Et cependant, trompé par son entourage, guidé par cette voix intérieure de la destinée à laquelle

tous les hommes obéissent, le prince était sur le point de réaliser une tentative nouvelle bien plus audacieuse, bien moins rationnelle que son aînée. Il est certain, du reste, que s'il eût pu compter sérieusement sur un concours important des soldats et du peuple au moment de l'exécution du nouveau plan qu'il avait formé, ce moment n'était pas mal choisi pour un pareil essai. La translation des restes de l'empereur Napoléon et l'enthousiasme avec lequel la nouvelle de cette mesure avait été accueillie dans les masses, la phrase du rapport de M. de Rémusat « il fut empereur et roi; il fut le souverain légitime de notre pays », la déplorable situation faite à la France par le traité du 15 juillet et l'humiliation que l'Angleterre nous infligeait alors, humiliation si vivement ressentie par la nation entière, tout cela réuni pouvait contribuer moralement au succès d'une entreprise qui aurait eu d'ailleurs de sérieuses chances de réussite. Dans les circonstances données, cet ensemble favorable de détails ne pouvait qu'ajouter aux illusions du prince.

Sur quelles indications, d'après quelles données se lançait-il, en effet, dans cette aventure nouvelle? Par un hasard singulier, plusieurs des régiments qui ne s'étaient point montrés hostiles à Strasbourg faisaient partie de là division du nord et tenaient garnison dans des villes du littoral.

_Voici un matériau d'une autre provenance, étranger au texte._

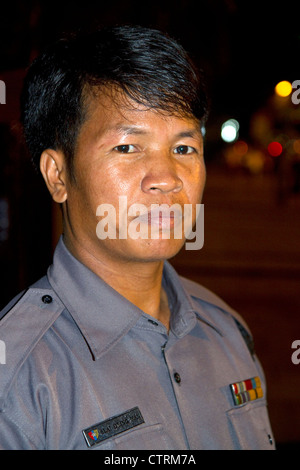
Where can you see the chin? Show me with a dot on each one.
(157, 250)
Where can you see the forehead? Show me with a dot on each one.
(111, 111)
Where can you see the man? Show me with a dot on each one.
(112, 350)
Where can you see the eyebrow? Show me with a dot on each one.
(133, 130)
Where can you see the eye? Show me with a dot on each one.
(125, 148)
(184, 149)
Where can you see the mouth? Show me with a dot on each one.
(160, 217)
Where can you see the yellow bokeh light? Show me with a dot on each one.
(283, 88)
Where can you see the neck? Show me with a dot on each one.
(138, 282)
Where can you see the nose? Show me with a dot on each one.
(161, 177)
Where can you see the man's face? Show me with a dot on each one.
(141, 156)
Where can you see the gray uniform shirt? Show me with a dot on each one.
(85, 368)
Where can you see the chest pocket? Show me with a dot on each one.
(143, 438)
(250, 426)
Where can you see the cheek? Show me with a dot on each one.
(195, 184)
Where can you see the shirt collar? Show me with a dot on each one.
(102, 314)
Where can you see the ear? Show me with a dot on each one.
(53, 169)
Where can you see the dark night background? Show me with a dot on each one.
(251, 255)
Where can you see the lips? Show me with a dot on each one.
(162, 217)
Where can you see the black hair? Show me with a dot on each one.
(147, 65)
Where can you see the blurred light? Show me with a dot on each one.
(296, 146)
(240, 148)
(283, 88)
(229, 130)
(275, 149)
(254, 161)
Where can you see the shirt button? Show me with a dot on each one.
(177, 377)
(47, 299)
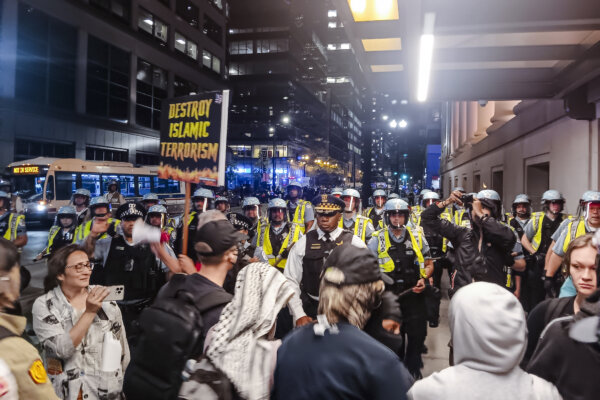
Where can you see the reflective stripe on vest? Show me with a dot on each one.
(574, 232)
(51, 236)
(294, 233)
(11, 232)
(385, 261)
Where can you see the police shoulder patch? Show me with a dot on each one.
(37, 372)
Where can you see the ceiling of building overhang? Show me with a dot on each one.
(484, 49)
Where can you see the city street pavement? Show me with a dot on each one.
(437, 338)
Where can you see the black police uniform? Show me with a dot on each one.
(406, 274)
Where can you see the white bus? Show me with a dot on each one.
(48, 183)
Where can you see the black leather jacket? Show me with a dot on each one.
(470, 263)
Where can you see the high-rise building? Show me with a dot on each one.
(86, 78)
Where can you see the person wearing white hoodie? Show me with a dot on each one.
(489, 337)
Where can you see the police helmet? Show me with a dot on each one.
(521, 199)
(552, 195)
(379, 193)
(99, 201)
(150, 197)
(250, 202)
(203, 193)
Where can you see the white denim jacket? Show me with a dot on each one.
(73, 368)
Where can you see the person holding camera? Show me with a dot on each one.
(480, 253)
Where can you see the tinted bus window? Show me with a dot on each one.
(91, 182)
(66, 183)
(144, 185)
(166, 186)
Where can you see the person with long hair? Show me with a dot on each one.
(73, 323)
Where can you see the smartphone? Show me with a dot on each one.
(117, 292)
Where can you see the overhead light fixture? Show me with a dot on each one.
(425, 57)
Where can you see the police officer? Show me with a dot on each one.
(62, 233)
(403, 254)
(99, 209)
(275, 239)
(306, 258)
(537, 238)
(81, 201)
(222, 204)
(157, 217)
(15, 201)
(114, 197)
(299, 211)
(201, 200)
(574, 228)
(354, 222)
(375, 213)
(149, 200)
(251, 209)
(12, 225)
(122, 262)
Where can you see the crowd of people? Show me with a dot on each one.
(303, 299)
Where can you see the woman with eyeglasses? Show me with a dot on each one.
(71, 321)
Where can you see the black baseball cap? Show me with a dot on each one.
(216, 237)
(357, 264)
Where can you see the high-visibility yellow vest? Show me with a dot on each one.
(298, 217)
(384, 243)
(84, 230)
(265, 242)
(360, 226)
(13, 222)
(574, 231)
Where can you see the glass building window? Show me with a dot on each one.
(46, 54)
(241, 47)
(107, 80)
(153, 26)
(211, 61)
(186, 46)
(118, 8)
(212, 30)
(188, 12)
(272, 46)
(151, 90)
(183, 87)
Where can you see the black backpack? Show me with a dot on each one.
(170, 334)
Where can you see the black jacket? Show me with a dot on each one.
(469, 262)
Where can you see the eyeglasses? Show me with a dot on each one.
(81, 266)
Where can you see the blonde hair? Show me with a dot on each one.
(352, 303)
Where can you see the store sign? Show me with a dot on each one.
(26, 170)
(193, 138)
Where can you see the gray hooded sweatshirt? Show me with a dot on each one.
(489, 335)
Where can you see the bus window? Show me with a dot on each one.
(166, 186)
(50, 188)
(66, 183)
(91, 182)
(144, 185)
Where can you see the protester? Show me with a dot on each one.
(489, 335)
(73, 323)
(22, 373)
(334, 358)
(581, 261)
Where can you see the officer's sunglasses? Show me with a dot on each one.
(81, 266)
(327, 215)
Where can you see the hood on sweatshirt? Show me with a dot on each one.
(488, 328)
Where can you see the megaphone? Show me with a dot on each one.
(144, 233)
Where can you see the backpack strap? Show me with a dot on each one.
(5, 333)
(556, 309)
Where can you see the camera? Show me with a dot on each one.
(466, 199)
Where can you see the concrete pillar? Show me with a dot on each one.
(503, 113)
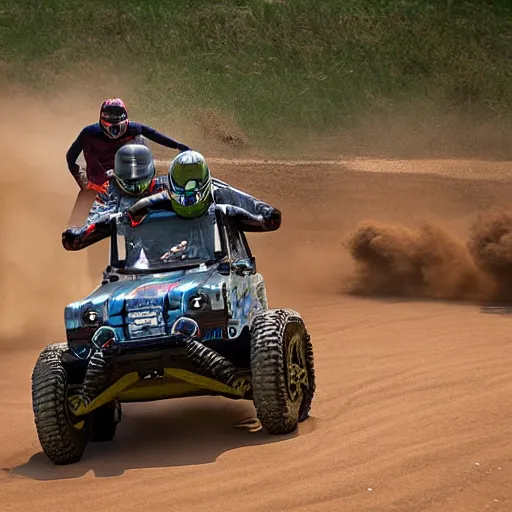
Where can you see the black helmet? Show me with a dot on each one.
(113, 118)
(134, 168)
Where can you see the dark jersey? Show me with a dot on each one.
(99, 150)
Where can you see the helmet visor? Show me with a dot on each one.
(134, 186)
(114, 129)
(193, 192)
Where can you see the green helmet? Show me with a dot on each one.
(190, 184)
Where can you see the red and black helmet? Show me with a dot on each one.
(113, 118)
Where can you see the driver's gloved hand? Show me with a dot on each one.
(71, 237)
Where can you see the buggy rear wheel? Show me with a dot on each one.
(62, 436)
(282, 368)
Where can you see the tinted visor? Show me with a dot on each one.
(189, 195)
(134, 186)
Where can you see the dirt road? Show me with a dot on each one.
(414, 404)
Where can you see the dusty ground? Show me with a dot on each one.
(414, 404)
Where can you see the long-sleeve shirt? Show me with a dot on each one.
(99, 150)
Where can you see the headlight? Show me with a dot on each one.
(186, 327)
(104, 337)
(90, 317)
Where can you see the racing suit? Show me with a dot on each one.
(251, 213)
(107, 202)
(99, 151)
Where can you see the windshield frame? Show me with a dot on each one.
(118, 264)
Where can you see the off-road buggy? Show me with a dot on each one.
(181, 311)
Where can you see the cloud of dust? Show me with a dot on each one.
(490, 246)
(428, 262)
(37, 193)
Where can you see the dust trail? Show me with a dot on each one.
(426, 262)
(38, 277)
(490, 245)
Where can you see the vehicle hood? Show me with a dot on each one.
(148, 305)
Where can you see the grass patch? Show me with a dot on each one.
(311, 65)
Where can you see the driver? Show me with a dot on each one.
(192, 190)
(134, 177)
(100, 142)
(189, 190)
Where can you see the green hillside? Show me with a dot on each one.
(284, 66)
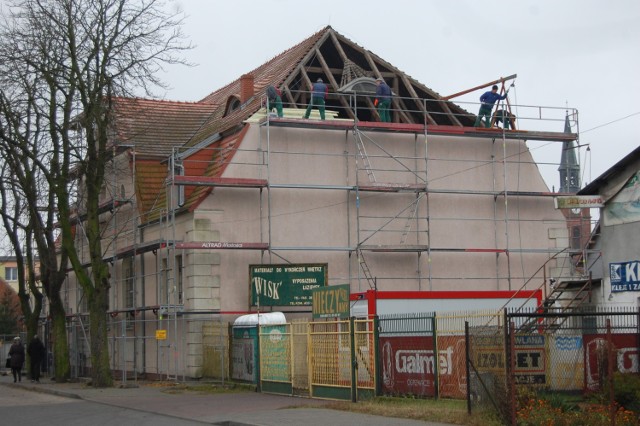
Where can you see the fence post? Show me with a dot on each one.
(612, 400)
(511, 383)
(466, 350)
(376, 353)
(436, 357)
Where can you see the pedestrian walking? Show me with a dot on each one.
(16, 352)
(37, 352)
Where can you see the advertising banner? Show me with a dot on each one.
(285, 284)
(625, 276)
(530, 359)
(409, 366)
(331, 301)
(595, 356)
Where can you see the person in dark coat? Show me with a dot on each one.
(37, 352)
(318, 95)
(274, 99)
(16, 352)
(486, 105)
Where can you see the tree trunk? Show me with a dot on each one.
(101, 371)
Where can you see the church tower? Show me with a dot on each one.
(578, 220)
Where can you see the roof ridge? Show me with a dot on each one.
(317, 35)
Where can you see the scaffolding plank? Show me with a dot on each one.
(393, 187)
(218, 245)
(432, 129)
(218, 181)
(394, 248)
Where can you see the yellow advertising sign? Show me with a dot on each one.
(331, 302)
(578, 202)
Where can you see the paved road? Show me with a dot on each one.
(149, 404)
(26, 408)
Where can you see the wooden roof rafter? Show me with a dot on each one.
(334, 83)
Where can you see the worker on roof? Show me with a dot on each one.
(318, 95)
(274, 100)
(487, 100)
(383, 100)
(506, 117)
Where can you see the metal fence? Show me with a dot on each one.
(550, 351)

Les agents du prince avaient quelques intelligences dans ces régiments. Deux compagnies du 42° de ligne se trouvaient en ce moment à Boulogne-surMer, et précisément M. Aladenize, lieutenant au 42°, était un des conspirateurs les plus dévoués à la cause bonapartiste. A Lille, à Saint-Omer, on avait noué quelques intrigues. Des officiers de tout grade, mais en nombre assez restreint, avaient promis leur adhésion immédiate si un noyau se formait, et en cas de réussite; hommes prudents qui savaient ainsi tout ménager, l'intérêt du moment comme celui de l'avenir. Il est certain maintenant que le maréchal Clausel, que le général Duchant, commandant à Vincennes, étaient engagés de cette façon; le prince croyait pouvoir compter sur le concours du général Magnan, et voici ce qui était arrivé relativement à cet officier qui commandait alors la division du nord M. le Duff de Mésonan, ancien chef d'escadron d'étatmajor et chaud partisan de Louis-Napoléon, s'était présenté à Lille chez le général Magnan avec lequel il avait eu d'anciennes relations. Quelques jours après cette première entrevue, il avait remis au général les Lettres de Londres et plus tard encore lui avait donné connaissance d'une lettre du prince dont voici le début : « Mon cher commandant, il est important que vous voyiez de suite le général en question; vous savez que c'est un homme

d'exécution et que j'ai noté comme devant être un jour maréchal de France. Vous lui offrirez cent mille francs de ma part, et trois cent mille francs que je déposerai chez un banquier à son choix, à Paris, dans le cas où il viendrait à perdre son commandement. » Le général Magnan n'accepta pas, comme il l'a dit ensuite devant la Cour des Pairs, l'offre du prince dans les termes où elle était faite; toutefois son interlocuteur emporta de lui des paroles de concours pour le cas où l'expédition bonapartiste aurait un commencement de succès.

Baser une entreprise semblable sur des données aussi incertaines était un acte bien téméraire; mais l'entourage du prince, et surtout les agents secrets de Louis-Philippe, présentant les choses d'une façon toute mensongère, poussaient vivement à un dénoûment trop facile à prévoir. Nous avons dit, en racontant la tentative de Strasbourg, que les espérances qui avaient enfanté le complot étaient parfaitement explicables, parce qu'il y avait là une demi-réalité; mais, trois ans seulement après l'insuccès de Strasbourg, en présence de la froideur des masses, sentiment si difficile à vaincre, avec la rude expérience de l'hostilité des classes bourgeoises et presque sans aucunes chances matérielles de réussite, la tentative de Boulogne est d'une étonnante hardiesse.